Neste
mar de loas que vem se levantando para comemorar, em 1992, a chegada dos
espanhóis na América, entre vozes
esparsas, apenas uma voz oficial dissonante no Continente: a de Cuba. Como
todos os demais países americanos, teve sua terra dilacerada pela Conquista e
violentados os seus indígenas. Parece, ser, no entanto, o único país do
Continente que possui o dom de não esquecer e, principalmente, não deixar que a
História Oficial elimine as demais.
Sabe-se,
desde há alguns poucos anos, que o acontecido no passado pode ser contado ou
explicado ou entendido de várias maneiras. E que a narrativa histórica, quase
sempre, tem sido norteada por interesses bem específicos.

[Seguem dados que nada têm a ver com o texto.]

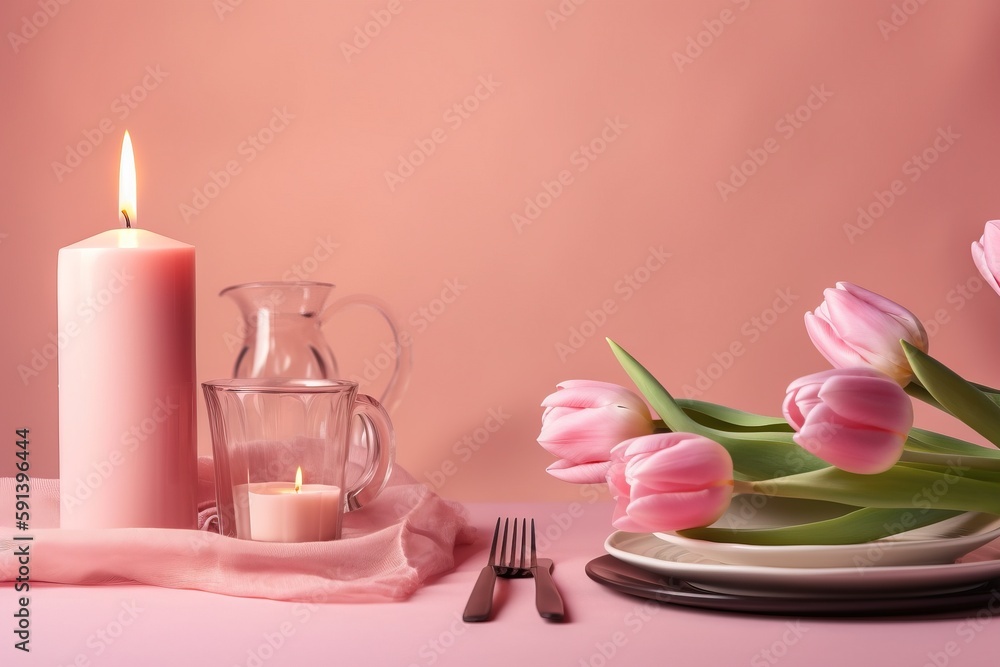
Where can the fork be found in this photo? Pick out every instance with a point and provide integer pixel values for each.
(547, 599)
(480, 602)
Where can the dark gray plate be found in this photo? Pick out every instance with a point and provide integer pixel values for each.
(626, 578)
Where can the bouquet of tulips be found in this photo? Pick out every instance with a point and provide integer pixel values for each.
(847, 435)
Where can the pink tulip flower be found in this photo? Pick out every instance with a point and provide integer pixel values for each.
(669, 481)
(986, 254)
(855, 327)
(854, 418)
(583, 421)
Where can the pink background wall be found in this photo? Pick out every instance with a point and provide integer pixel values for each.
(671, 98)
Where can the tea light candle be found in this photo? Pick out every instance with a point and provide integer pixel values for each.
(293, 512)
(128, 450)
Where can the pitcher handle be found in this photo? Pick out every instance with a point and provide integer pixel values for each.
(381, 443)
(397, 384)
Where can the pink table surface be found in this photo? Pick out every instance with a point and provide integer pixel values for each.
(141, 625)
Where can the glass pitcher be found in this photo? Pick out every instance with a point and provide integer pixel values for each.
(284, 336)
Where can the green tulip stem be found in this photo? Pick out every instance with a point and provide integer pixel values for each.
(755, 454)
(862, 525)
(899, 487)
(954, 394)
(951, 460)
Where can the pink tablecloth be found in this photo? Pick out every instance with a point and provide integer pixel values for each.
(142, 625)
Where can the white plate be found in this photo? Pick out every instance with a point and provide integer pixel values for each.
(651, 553)
(942, 542)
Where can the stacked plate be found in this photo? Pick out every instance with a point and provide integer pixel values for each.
(951, 565)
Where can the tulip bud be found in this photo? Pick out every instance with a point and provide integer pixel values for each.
(986, 254)
(583, 421)
(669, 481)
(854, 327)
(856, 419)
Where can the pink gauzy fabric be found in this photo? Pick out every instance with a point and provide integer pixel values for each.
(387, 551)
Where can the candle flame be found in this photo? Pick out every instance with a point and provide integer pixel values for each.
(126, 183)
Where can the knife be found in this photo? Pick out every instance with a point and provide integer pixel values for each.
(547, 599)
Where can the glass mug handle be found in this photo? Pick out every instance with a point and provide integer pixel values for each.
(396, 386)
(380, 440)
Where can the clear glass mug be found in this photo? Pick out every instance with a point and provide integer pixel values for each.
(292, 456)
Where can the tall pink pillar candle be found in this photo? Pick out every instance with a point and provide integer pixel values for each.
(128, 452)
(127, 431)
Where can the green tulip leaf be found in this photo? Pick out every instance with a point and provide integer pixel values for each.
(863, 525)
(926, 487)
(756, 455)
(955, 394)
(720, 416)
(928, 441)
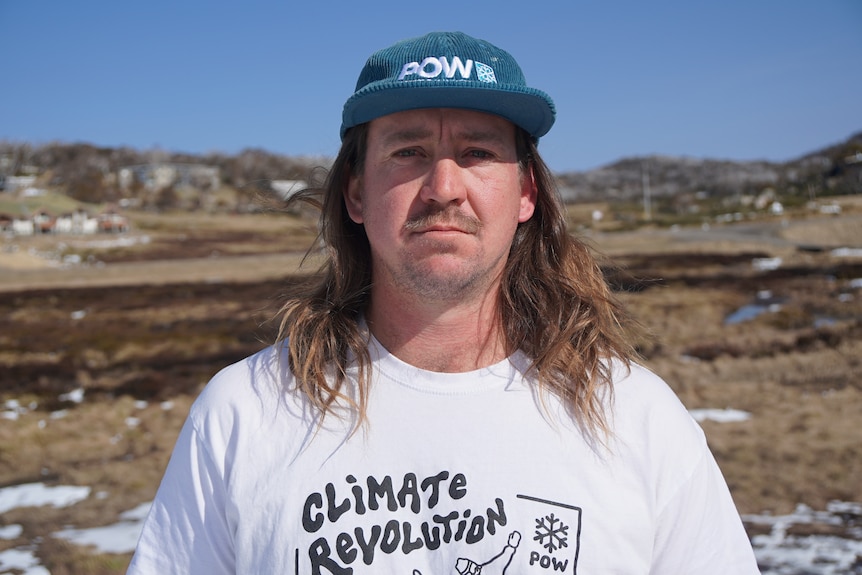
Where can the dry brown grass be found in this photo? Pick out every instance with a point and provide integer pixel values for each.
(157, 330)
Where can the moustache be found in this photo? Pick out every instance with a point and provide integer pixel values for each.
(449, 216)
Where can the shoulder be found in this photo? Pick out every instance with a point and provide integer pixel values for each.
(648, 418)
(249, 388)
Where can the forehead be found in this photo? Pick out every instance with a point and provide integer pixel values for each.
(434, 122)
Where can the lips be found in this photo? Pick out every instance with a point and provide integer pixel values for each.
(443, 221)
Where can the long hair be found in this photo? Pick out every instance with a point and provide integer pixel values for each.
(555, 305)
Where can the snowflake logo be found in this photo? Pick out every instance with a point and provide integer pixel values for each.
(551, 533)
(485, 73)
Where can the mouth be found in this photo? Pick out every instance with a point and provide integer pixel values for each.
(443, 222)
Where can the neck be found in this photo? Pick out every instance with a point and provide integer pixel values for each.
(452, 338)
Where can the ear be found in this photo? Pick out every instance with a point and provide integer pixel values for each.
(353, 198)
(529, 193)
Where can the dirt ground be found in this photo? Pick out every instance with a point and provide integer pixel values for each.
(138, 326)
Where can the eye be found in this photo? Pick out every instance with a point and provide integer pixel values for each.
(407, 153)
(480, 154)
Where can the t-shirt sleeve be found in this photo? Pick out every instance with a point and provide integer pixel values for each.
(187, 530)
(700, 531)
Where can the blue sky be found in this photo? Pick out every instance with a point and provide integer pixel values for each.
(728, 79)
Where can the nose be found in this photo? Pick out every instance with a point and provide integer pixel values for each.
(444, 183)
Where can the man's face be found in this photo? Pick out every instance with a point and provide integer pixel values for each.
(440, 197)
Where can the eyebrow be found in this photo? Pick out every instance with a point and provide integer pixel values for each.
(409, 135)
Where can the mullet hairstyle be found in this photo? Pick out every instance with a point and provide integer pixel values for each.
(555, 304)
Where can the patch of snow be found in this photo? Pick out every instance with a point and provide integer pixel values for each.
(38, 494)
(75, 396)
(766, 264)
(782, 554)
(8, 532)
(720, 415)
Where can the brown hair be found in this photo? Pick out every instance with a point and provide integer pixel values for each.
(555, 305)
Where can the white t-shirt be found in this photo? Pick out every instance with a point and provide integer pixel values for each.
(453, 474)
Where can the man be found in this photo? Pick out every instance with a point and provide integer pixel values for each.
(454, 393)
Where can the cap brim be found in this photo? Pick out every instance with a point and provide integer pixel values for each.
(528, 108)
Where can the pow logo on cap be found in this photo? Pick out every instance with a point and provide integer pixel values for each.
(485, 73)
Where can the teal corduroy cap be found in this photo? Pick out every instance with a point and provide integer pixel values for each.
(447, 70)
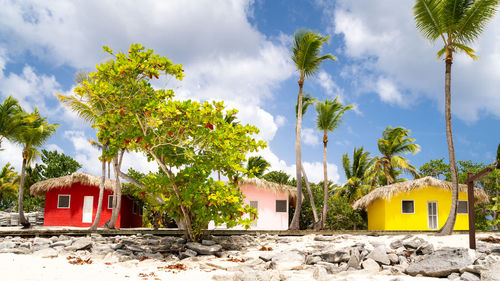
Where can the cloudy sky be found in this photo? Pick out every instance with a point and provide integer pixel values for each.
(239, 51)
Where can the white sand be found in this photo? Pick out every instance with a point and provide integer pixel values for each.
(33, 268)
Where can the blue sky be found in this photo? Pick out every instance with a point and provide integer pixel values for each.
(239, 52)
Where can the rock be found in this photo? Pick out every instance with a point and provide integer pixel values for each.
(393, 258)
(467, 276)
(311, 260)
(64, 243)
(288, 261)
(414, 243)
(80, 244)
(441, 263)
(335, 256)
(370, 265)
(379, 255)
(207, 242)
(41, 241)
(187, 254)
(396, 244)
(425, 249)
(492, 273)
(203, 249)
(7, 245)
(46, 253)
(320, 274)
(355, 259)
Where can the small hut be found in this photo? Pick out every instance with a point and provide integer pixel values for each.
(271, 200)
(72, 201)
(421, 204)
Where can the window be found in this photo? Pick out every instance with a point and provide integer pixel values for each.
(407, 207)
(110, 201)
(254, 204)
(463, 207)
(63, 201)
(281, 206)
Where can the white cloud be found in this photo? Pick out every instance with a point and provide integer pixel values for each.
(310, 136)
(388, 46)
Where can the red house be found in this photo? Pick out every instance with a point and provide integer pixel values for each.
(72, 201)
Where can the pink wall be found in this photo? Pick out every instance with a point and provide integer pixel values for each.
(268, 218)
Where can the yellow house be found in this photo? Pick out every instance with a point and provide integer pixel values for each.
(422, 204)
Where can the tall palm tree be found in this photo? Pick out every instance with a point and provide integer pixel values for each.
(329, 117)
(32, 136)
(457, 23)
(306, 55)
(257, 165)
(357, 173)
(9, 181)
(11, 119)
(390, 164)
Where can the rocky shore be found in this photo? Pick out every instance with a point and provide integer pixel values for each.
(264, 257)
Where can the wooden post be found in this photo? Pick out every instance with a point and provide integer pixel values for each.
(472, 214)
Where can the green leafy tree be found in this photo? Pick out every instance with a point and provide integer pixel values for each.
(307, 58)
(12, 119)
(32, 136)
(390, 164)
(357, 174)
(257, 165)
(9, 183)
(188, 140)
(329, 117)
(458, 23)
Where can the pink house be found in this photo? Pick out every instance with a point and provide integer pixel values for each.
(271, 201)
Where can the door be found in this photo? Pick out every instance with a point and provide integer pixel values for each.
(432, 220)
(88, 202)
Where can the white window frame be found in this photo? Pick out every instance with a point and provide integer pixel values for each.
(110, 199)
(69, 201)
(403, 209)
(466, 203)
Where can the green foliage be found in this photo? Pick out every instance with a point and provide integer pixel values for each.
(191, 138)
(390, 164)
(256, 166)
(57, 164)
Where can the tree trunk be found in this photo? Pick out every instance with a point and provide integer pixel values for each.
(294, 225)
(117, 200)
(325, 181)
(317, 223)
(97, 218)
(447, 228)
(24, 222)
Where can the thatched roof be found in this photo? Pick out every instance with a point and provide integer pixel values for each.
(40, 188)
(275, 187)
(388, 191)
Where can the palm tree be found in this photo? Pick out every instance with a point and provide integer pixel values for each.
(9, 181)
(32, 136)
(257, 165)
(11, 119)
(457, 23)
(357, 173)
(328, 119)
(390, 164)
(306, 55)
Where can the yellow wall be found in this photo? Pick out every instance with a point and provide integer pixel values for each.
(387, 214)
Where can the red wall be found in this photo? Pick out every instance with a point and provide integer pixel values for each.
(73, 215)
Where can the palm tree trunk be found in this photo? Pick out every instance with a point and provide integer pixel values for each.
(294, 225)
(101, 195)
(117, 200)
(25, 223)
(447, 228)
(311, 199)
(325, 181)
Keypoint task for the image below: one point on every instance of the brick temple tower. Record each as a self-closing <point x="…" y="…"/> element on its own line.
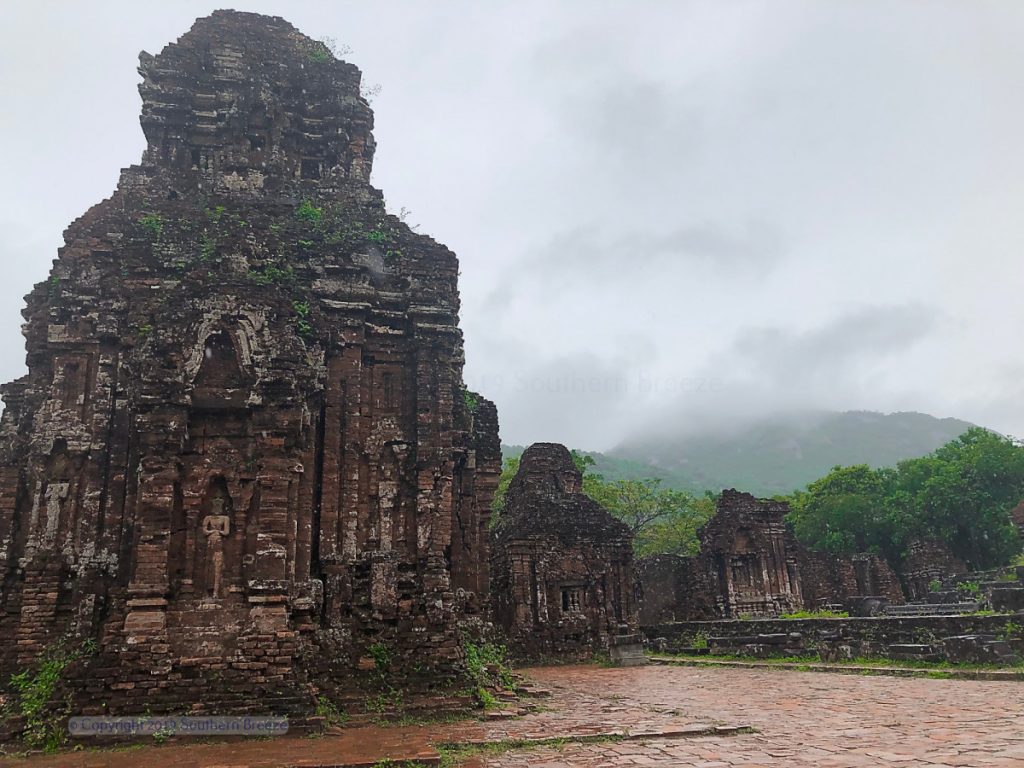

Sobejamente
conhecidos são aqueles que nutrem a Histórica da América.
Este
fazer a História a seu bel prazer é o que constata o Amo, personagem de Concierto
barroco. Nascido e criado entre pratarias, na cidade do México, empreende
uma viagem ao Velho Mundo em busca das maravilhas que os antepassados lhe
contavam sobre as terras da Espanha. Seus olhos, acostumados às cores e à
exuberância do Novo Mundo, se detiveram
no “sujo”, no estreito, no apertado
de Madrid do século XVIII onde as pousadas lhe pareceram más e piores as
comidas, onde as feiras não lhe provocaram interesse por desanimadas, as lojas
por pobres e os jogos por lhe faltarem garra. A cidade triste, sem graça e pobre deixou sem utilidade o
dinheiro que levara para gastar. Aborrecido nessa terra de seus avoengos, parte
para Veneza onde os festejos carnavalescos atraíam gente de toda a Europa.
Na
cidade dominada pelo carnaval, onde somente as prostitutas não usavam máscaras,
o Amo vestido de Montezuma, participa da festa. Numa pausa, entre a balbúrdia
reinante e copos de vinho, encontra um frade compositor, Antonio Sachini a quem
conta a História da Conquista do México. O frade, já bastante alegre, acaba por
entendê-la assim: um rei de escorpiões
gigantes que tinha vivido há pouco tempo atrás, entre vulcões, templos e lagos
e dono de um Império que lhe fora arrebatado por um punhado de espanhóis
ousados com a ajuda de uma índia namorada do chefe dos invasores. Pensando na ciência dos cenaristas que
possibilitaria a presença de montanhas lançando fumaça, aparições de monstros e
terremotos e casas a se derruírem, para o compositor a história se mostrou
estupenda. A partir da visão que dela teve, de seu gosto e do interesse que o Novo Mundo provocava,
então, o libreto foi escrito, a música foi composta e a ópera colocada em cena.
Estarrecido,
o Amo vê desfilar, no palco, uma extraordinária
história que nada tem a ver com o que ele sabia ou pensava ter
acontecido no México, durante duzentos anos atrás. O cenário combinava ou
provocava desacertos usando os elementos
mais díspares e distantes. Os trajes, inspirando-se, uns no de Semirâmis,
outros nos dos personagens pintados por Ticiano ou nos dos próprios modelos espanhóis para vestir o Imperador dos Incas,
tornavam mais estranhos os personagens. Alguns que não haviam sido citados
pelos cronistas da conquista eram donos da trama que por sua vez albergava
ações e feitos nunca dantes relatados. Para finalizar, a felicidade de um
casamento e do perdão de Hernán Cortés que dilui o que havia de definitivamente
trágico no seu encontro com os povos do México.
O
Amo, indignado, no meio dos aplausos grita “falso”, diante do Compositor
espantado que vai, então, desenrolando explicações para cada mudança efetuada e
acaba perdendo a paciência e dizendo: Não
me aborreça com a História. Em matéria de teatro o que conta é a ilusão poética.
Mais
tarde, refletindo sobre a extravagante ópera que assistira, o Amo percebe o
quanto teria desejado um impossível desenlace: que o triunfo da luta ficasse
com os mexicanos. A seu criado, ele confessa: Eu tinha a impressão que o cantor estava representando um papel que me
pertencia e que eu, por molenga e tolo, tinha sido incapaz de assumir. E, de
repente, me senti como que fora de situação, exótico nesse lugar, fora de
lugar, longe de mim mesmo e de tudo o que é realmente meu.
A
História da Conquista que a Europa lhe oferecera, desfigurada, desrespeitada,
conduzira o personagem de Alejo Carpentier a uma auto-descolonização.
Afetivamente
e intelectualmente, ele passara a ser um homem do Continente.